HCA Healthcare posted its financial performance for the first quarter of 2022, and there was some good news. The health system saw higher year-over-year revenues, increasing nearly 7% to $14.945 billion, compared to $13.977 billion in the first quarter of 2021. Same-facility revenue per equivalent admission increased 2.7% over the first quarter of 2021, while same-facility inpatient revenues grew 5.4%, and same-facility outpatient revenues rose 10.6%.
Despite these gains, HCA’s year-over-year net income dipped, dropping from the first quarter of 2021’s $1.4 billion to nearly $1.3 billion in the first quarter of 2022. Adjusted EBITDA for the quarter also dipped from last year’s nearly $3.1 billion to just over $2.9 billion.
A key contributor for this decrease cited by HCA’s CEO Sam Hazen and CFO William Rutherford was HCA’s approximately 49,000 quarterly COVID-19 inpatients. These low-acuity cases represented about 10% of the company’s total admissions and generally drove down margins.

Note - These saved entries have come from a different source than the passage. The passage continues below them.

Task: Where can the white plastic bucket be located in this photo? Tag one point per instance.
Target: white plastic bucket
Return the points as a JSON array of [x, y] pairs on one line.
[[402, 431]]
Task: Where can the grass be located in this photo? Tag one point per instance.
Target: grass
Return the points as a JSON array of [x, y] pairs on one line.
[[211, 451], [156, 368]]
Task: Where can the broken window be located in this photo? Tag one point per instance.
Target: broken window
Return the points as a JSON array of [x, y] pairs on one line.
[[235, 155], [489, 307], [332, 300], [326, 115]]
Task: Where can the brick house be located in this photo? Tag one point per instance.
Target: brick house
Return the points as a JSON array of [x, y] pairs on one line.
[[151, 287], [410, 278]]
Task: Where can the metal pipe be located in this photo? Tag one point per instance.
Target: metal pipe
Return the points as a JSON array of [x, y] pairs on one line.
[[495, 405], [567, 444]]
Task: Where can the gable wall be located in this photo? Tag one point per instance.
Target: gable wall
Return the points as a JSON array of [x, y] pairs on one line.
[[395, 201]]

The tight labor market, exacerbated by the omicron surge during the first quarter, also had a large impact on earnings. HCA Healthcare executives reported that they saw “modest improvements” in contract labor measures compared to Q4:21, but that prices for these temporary workers, and subsequently the full-time labor market, are normalizing slower than expected. The challenges in the labor market even constrained HCA’s capacity and prevented the health system from delivering hospital services to some patients. By the end of the quarter, HCA was able to overcome some of these capacity constraints and, for the most part, return to normal operations and move more patients to the proper settings in the health network.
Sam Hazen and William Rutherford mentioned that HCA has retention, recruitment, capacity management and care model initiatives now underway to help mitigate both higher labor costs and increased interruptions to care delivery.
The impact of labor costs, first-quarter COVID-19 cases and inflation led HCA to reevaluate its performance for the remainder of the year. During a Friday morning earnings call, the healthcare services provider announced that it would lower its guidance for the remainder of 2022, citing challenges in the labor market which constrained its capacity and prevented it from delivering hospital services to certain patients Full-year revenues guidance now sits in the range of $59.5 billion to $61.5 billion, a $500 million reduction over prior estimates of $60.0 billion to $62.0 billion released in January.
HCA Healthcare is a for-profit operator of health care facilities that was founded in 1968 and based in Nashville, Tennessee. HCA Healthcare comprises 185 hospitals and more than 2,000 sites of care in 20 states and the United Kingdom.